In this deep dive, we’ll unpack why Databricks’ $100B valuation may be more rational than it first appears, how its growth compares to Snowflake’s,
and what signals to watch if you’re trying to decide which data giant looks like the better long-term bet.
Where Databricks and Snowflake Stand Today
The headline numbers
Let’s set the stage with a few key datapoints:
-
Databricks: The company recently announced it is raising a Series K round at a valuation above
$100 billion, off the back of a $4 billion+ revenue run rate growing at 50%+ year-over-year and
more than $1 billion in AI-specific revenue. The business is also free-cash-flow positive and boasts net revenue retention
north of 140%. -
Snowflake: Snowflake, the incumbent public data cloud leader, is generating roughly
$3.6–$4.0 billion in annual revenue, with product revenue growth in the high-20s to low-30s percentage range and strong
free cash flow margins.
In other words, Snowflake is slightly bigger on absolute revenue today and already public, while Databricks is
growing roughly 2x faster at nearly the same scale, with private markets rewarding it with that eye-popping $100B price tag.
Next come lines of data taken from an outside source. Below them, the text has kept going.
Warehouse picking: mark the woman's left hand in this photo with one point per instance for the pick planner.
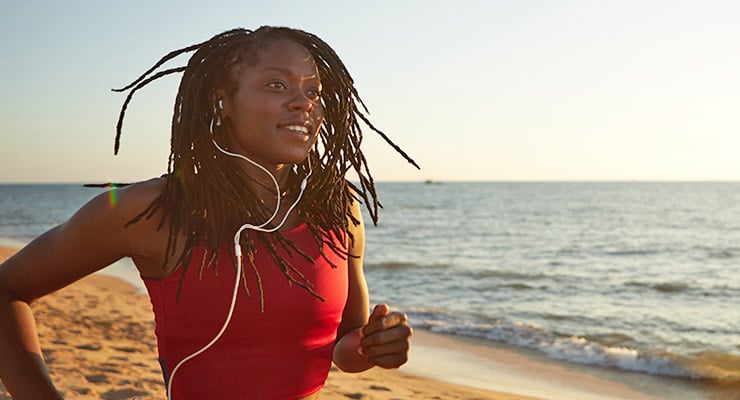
(386, 338)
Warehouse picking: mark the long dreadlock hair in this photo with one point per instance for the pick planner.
(205, 199)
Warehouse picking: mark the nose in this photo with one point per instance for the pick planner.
(301, 102)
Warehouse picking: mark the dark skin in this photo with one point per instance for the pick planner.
(54, 259)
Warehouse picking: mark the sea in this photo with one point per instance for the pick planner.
(642, 277)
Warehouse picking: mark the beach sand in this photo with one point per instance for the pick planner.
(98, 340)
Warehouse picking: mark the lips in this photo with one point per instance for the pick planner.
(302, 128)
(298, 128)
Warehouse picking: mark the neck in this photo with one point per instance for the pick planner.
(262, 183)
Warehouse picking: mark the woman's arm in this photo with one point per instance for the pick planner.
(90, 240)
(381, 338)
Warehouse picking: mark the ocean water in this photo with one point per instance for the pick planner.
(641, 277)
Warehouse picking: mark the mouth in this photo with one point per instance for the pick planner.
(297, 128)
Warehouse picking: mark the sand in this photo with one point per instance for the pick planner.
(98, 341)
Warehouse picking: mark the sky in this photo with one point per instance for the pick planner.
(493, 90)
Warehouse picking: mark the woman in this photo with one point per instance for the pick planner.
(250, 247)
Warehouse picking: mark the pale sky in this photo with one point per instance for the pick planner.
(474, 90)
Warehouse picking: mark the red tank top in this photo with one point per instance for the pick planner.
(282, 353)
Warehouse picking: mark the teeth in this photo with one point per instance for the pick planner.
(298, 128)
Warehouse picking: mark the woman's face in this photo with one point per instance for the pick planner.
(275, 114)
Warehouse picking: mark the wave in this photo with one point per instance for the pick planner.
(663, 287)
(607, 353)
(393, 265)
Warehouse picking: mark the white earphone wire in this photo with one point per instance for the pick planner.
(238, 252)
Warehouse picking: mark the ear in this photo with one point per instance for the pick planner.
(218, 99)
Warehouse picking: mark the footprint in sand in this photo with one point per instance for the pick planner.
(122, 394)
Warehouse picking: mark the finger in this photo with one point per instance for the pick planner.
(391, 361)
(400, 332)
(380, 310)
(387, 349)
(383, 323)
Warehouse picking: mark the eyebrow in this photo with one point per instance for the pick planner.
(289, 72)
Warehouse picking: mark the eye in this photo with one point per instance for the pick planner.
(278, 85)
(314, 94)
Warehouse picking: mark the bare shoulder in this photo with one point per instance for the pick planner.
(94, 237)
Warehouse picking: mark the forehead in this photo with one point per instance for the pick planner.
(286, 55)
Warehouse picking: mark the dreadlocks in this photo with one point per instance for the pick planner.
(205, 199)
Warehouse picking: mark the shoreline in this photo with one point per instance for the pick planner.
(98, 340)
(97, 337)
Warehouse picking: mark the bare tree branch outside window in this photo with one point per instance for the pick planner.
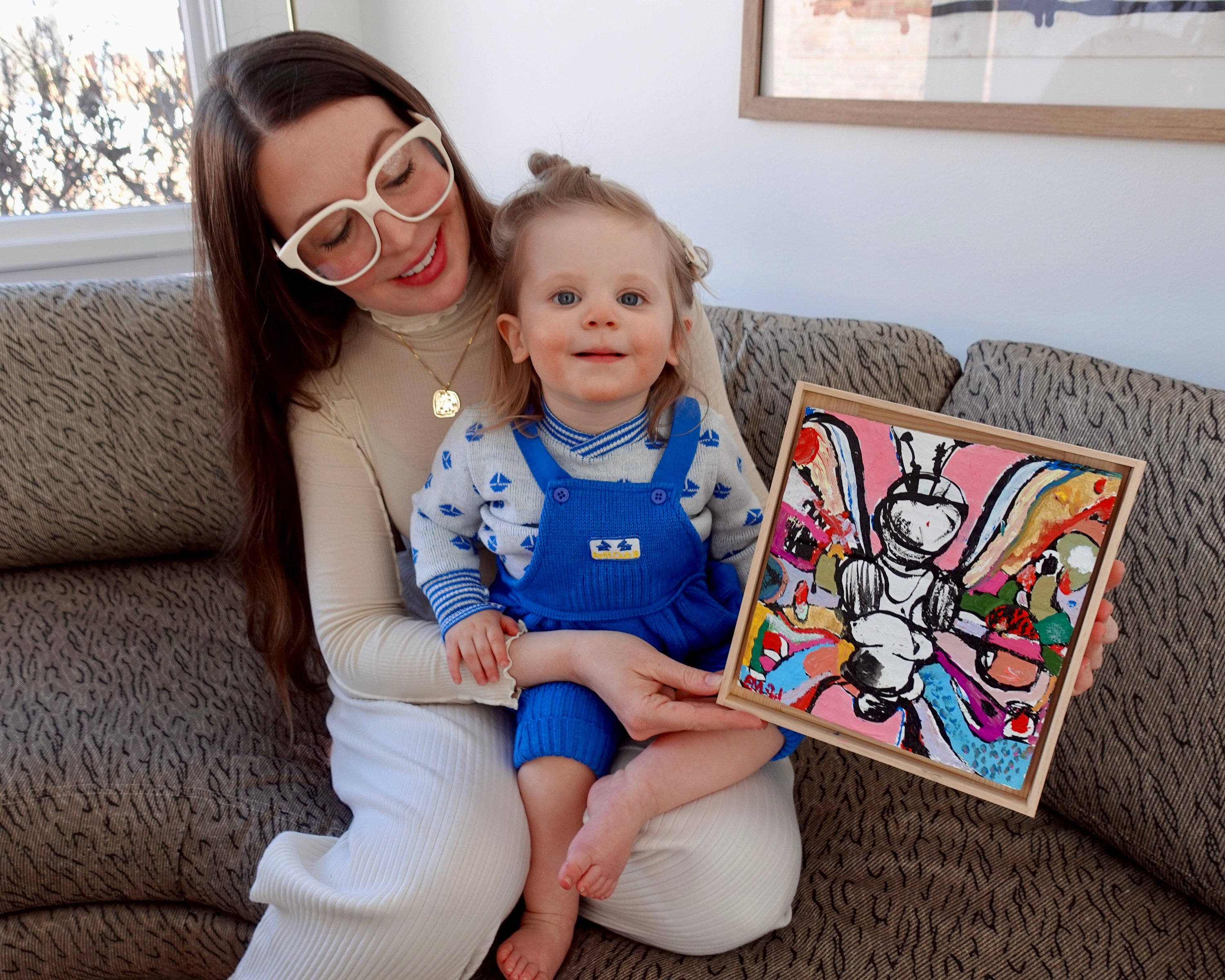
(82, 130)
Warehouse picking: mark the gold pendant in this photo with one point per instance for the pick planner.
(446, 403)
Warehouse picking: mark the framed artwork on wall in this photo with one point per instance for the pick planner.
(1152, 69)
(924, 590)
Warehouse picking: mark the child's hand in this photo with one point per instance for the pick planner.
(481, 641)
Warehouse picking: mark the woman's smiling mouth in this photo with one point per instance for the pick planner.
(430, 265)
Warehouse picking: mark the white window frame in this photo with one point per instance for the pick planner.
(65, 239)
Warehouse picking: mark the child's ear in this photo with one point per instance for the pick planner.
(674, 356)
(509, 326)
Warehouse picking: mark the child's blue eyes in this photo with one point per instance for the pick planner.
(566, 298)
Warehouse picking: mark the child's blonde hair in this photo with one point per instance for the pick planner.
(559, 184)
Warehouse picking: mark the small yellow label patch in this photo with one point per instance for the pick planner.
(615, 549)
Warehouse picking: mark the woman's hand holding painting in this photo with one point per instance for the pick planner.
(1105, 631)
(648, 693)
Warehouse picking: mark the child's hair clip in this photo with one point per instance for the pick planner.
(695, 256)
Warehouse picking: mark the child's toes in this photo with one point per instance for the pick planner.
(572, 870)
(596, 884)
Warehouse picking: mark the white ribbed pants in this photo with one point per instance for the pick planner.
(438, 854)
Same destination, different roads
Databricks and Snowflake often get lumped together as if they’re Coke vs. Pepsi. In reality, they’ve grown up with
different starting points and strengths:
-
Snowflake started as a cloud data warehouse with a heavy emphasis on SQL analytics, BI, and reporting.
Its “Data Cloud” positioning aims to be the universal layer where organizations centralize and share data. -
Databricks began as a data lake and AI/ML platform built on Apache Spark, then evolved into a
“lakehouse” that blends data warehousing, data engineering, and AI workloads on top of open formats.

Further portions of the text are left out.